Vaciaron los cargadores. La macabra sesión
fotográfica se quedó sin flashes. La sala segunda, devastada. Olía sólo a
pólvora. Los proyectiles habían destrozado cristales, mesas, sillas,
fluorescentes, pantallas, cortinas, perforado libros, estanterías, puertas,
mostradores, aniquilado a todos los lectores de esa mañana de junio en apenas
un minuto, ¡qué rápido pasó todo, Dios mío!
Por
detrás del cortinaje no menos de tres sombras negras, tal vez cinco, como
cofrades sin capitoste, enfundando Kalashnikov en lugar de cirios, habían disparado
a quemarropa, me habían pillado sentado, de espaldas, mi cabeza había recibido
una ráfaga mortal y caído herido de muerte sobre la página setenta. De mi
cabeza la sangre fluye fácil, a borbotones, líquida y escarlata, se coagula sobre
el libro, lo apelmaza, lo deja cartón
reseco, inservible.
He dicho muerto, pero no, casi muerto,
rectifico que es de sabios, (no podría narraros este horror) el impacto me ha
derribado y he caído de bruces, desmayado sobre el libro, la placa metálica que
recubre mi cerebelo me ha salvado, aunque se ha hundido y desplazado,
aplastando mi cerebro. Lo que me faltaba. Si me implantaron una placa para
corregir a medias los ataques epilépticos (y como consecuencia me incrementó la
miopía a ocho en cada ojo), ahora con la placa hundida, qué va a ser de mí.
Sencillo, os lo avanzo.
Al
principio me tomaron por otro muerto, pero un espasmo eléctrico me hizo mover
los brazos en molinete como un muñeco de cuerda y un enfermero se dio cuenta y allí
mismo me pusieron un par de vías de emergencia. —Que se nos va —les oí decir en
la ambulancia y yo tan pancho, lo que tiene el quedarse sin sangre, además, ¿a
dónde ir en estas condiciones? En fin, luego, y avanzando, en el hospital los
médicos me intervendrán, me operaron con pocas esperanzas, transfusiones y más
transfusiones, suerte que mi sangre es del tipo corriente, AB, que sino. Les oí
decir: se ha salvado por poco, aunque hay que esperar, por les efectos
colaterales. Eso es. Me han vuelto a la vida, pero, ¿a costa de qué?
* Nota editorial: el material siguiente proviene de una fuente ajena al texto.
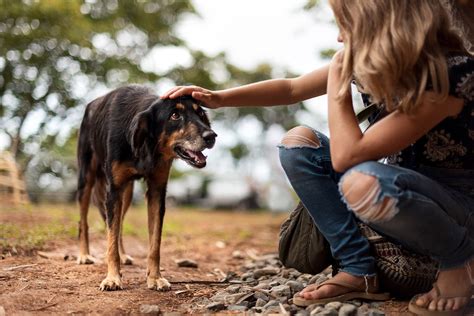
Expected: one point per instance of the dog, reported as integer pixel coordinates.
(128, 134)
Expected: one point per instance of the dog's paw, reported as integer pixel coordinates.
(86, 259)
(111, 283)
(158, 283)
(126, 260)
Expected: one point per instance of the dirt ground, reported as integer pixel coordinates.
(39, 275)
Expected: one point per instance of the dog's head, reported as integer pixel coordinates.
(173, 128)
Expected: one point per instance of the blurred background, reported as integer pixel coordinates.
(57, 55)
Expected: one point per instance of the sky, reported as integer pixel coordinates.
(277, 32)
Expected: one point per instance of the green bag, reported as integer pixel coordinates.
(401, 272)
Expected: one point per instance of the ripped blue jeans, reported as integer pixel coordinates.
(421, 214)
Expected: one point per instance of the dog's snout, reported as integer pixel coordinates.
(209, 137)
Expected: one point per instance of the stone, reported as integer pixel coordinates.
(237, 308)
(273, 310)
(216, 307)
(186, 263)
(314, 279)
(302, 312)
(347, 310)
(265, 272)
(281, 290)
(375, 312)
(333, 305)
(260, 303)
(261, 295)
(235, 288)
(326, 312)
(261, 286)
(314, 309)
(237, 254)
(271, 303)
(149, 309)
(295, 286)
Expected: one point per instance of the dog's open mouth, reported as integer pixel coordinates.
(194, 158)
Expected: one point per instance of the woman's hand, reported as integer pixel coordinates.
(210, 99)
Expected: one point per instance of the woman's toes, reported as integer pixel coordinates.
(459, 302)
(310, 295)
(449, 304)
(441, 304)
(423, 300)
(433, 305)
(309, 288)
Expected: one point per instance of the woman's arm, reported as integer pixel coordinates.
(349, 146)
(264, 93)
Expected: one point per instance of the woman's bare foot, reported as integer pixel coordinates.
(329, 290)
(449, 297)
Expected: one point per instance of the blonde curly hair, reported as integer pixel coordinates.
(395, 48)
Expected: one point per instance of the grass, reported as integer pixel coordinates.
(31, 227)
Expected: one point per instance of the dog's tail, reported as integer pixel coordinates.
(84, 153)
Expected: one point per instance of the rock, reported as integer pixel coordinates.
(186, 263)
(281, 291)
(235, 288)
(333, 305)
(220, 244)
(347, 310)
(314, 279)
(314, 308)
(272, 310)
(265, 272)
(238, 308)
(261, 295)
(237, 254)
(326, 312)
(375, 312)
(302, 312)
(260, 303)
(271, 303)
(149, 309)
(216, 307)
(295, 286)
(262, 286)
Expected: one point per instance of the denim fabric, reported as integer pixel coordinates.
(431, 217)
(310, 172)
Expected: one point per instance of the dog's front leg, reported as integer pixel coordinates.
(156, 212)
(113, 280)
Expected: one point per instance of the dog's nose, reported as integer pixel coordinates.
(210, 138)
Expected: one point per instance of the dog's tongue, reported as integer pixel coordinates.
(197, 156)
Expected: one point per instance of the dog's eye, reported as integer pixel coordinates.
(175, 116)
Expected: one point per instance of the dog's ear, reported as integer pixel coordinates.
(140, 129)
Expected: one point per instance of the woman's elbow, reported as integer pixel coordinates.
(342, 161)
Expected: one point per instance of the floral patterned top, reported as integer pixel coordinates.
(450, 144)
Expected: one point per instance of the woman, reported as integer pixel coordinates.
(404, 56)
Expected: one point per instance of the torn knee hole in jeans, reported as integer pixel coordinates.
(300, 137)
(363, 197)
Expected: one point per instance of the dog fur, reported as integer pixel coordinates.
(129, 134)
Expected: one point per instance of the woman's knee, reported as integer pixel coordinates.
(362, 193)
(301, 136)
(292, 153)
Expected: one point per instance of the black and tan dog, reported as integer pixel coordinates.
(125, 135)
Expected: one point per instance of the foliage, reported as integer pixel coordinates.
(56, 55)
La pregunta es pertinente, en aquel
momento lo desconocía, no saldré bien, eso lo comprobaré más adelante, avanzo
acontecimientos, quedaré afectado de Parkinson, temblaré como un merengue día y
noche (lo que me cuesta escribir), volverá
la epilepsia con mayor virulencia,
empeoraré la vista a catorce dioptrías y quedaré sordo como el fondo del mar por
las detonaciones, dicen. Muy desagradable. Sobreviviente del atentado y con
pensión del Estado, eso sí. Igual os preguntáis qué pasó con los terroristas. Lo
de siempre, las fuerzas especiales los abatieron en la planta primera, donde
los libros históricos, cuando se les acabó la munición, como era de esperar.
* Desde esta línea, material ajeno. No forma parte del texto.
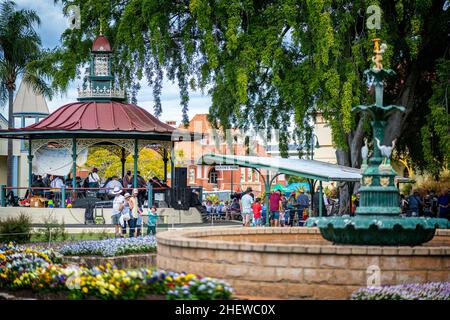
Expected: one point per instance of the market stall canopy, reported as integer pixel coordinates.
(311, 169)
(279, 187)
(295, 186)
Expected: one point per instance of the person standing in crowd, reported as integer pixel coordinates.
(316, 203)
(127, 180)
(246, 207)
(302, 204)
(427, 205)
(56, 182)
(111, 185)
(152, 221)
(235, 208)
(256, 207)
(126, 217)
(274, 207)
(443, 204)
(118, 205)
(263, 211)
(291, 208)
(136, 213)
(283, 210)
(94, 179)
(434, 204)
(38, 183)
(415, 204)
(403, 204)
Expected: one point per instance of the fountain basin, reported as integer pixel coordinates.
(297, 263)
(378, 229)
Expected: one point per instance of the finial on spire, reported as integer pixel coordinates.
(378, 50)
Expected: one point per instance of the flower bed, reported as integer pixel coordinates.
(39, 271)
(425, 291)
(110, 247)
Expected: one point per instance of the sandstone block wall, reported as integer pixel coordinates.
(297, 271)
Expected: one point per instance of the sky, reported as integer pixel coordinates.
(53, 23)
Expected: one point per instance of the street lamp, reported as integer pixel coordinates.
(316, 145)
(314, 137)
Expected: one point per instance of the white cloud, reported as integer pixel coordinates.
(53, 24)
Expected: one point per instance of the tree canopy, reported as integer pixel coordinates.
(275, 63)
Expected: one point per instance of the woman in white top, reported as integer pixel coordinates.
(94, 179)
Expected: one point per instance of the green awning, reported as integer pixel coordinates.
(311, 169)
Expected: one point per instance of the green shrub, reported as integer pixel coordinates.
(15, 229)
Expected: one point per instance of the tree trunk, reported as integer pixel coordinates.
(397, 120)
(10, 160)
(350, 158)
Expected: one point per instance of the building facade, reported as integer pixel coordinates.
(211, 178)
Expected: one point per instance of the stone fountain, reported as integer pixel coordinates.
(378, 220)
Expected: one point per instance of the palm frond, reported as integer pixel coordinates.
(38, 84)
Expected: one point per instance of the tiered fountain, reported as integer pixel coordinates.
(298, 263)
(377, 220)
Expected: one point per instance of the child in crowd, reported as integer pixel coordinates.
(282, 218)
(256, 207)
(152, 220)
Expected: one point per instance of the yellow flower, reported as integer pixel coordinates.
(189, 276)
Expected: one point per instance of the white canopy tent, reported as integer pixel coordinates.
(310, 169)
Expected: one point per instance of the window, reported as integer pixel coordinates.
(212, 177)
(101, 65)
(191, 175)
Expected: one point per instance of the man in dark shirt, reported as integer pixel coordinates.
(444, 204)
(302, 204)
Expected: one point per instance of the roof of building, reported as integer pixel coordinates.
(101, 43)
(27, 101)
(311, 169)
(199, 123)
(103, 116)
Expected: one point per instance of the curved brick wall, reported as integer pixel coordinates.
(255, 263)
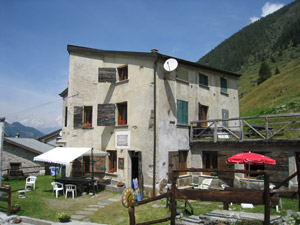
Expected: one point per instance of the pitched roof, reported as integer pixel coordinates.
(154, 55)
(29, 144)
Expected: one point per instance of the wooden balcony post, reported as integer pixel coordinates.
(267, 199)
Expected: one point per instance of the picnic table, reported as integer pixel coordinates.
(82, 183)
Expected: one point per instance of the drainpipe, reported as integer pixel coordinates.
(2, 119)
(154, 130)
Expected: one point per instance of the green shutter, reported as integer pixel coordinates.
(182, 74)
(203, 79)
(78, 116)
(223, 85)
(182, 112)
(107, 75)
(106, 115)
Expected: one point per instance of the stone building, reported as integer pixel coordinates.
(128, 105)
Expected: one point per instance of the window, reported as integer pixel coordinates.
(183, 161)
(182, 112)
(86, 164)
(123, 73)
(15, 166)
(225, 115)
(122, 113)
(203, 80)
(112, 161)
(223, 85)
(88, 112)
(66, 116)
(210, 161)
(183, 75)
(203, 110)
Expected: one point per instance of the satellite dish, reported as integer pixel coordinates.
(170, 64)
Habían gastado toda la disponible en la segunda planta.
Los
de la biblioteca tuvieron un detalle conmigo, me regalaron el libro manchado de
sangre, el que estaba leyendo y cobijó mi cabeza. Se llama Hemorragia y es de
T. T. (Thomas Taylor), una novela, visto lo visto, muy realista. Po cierto, Seller
acabó loco, no pudo soportar el sufrimiento ajeno.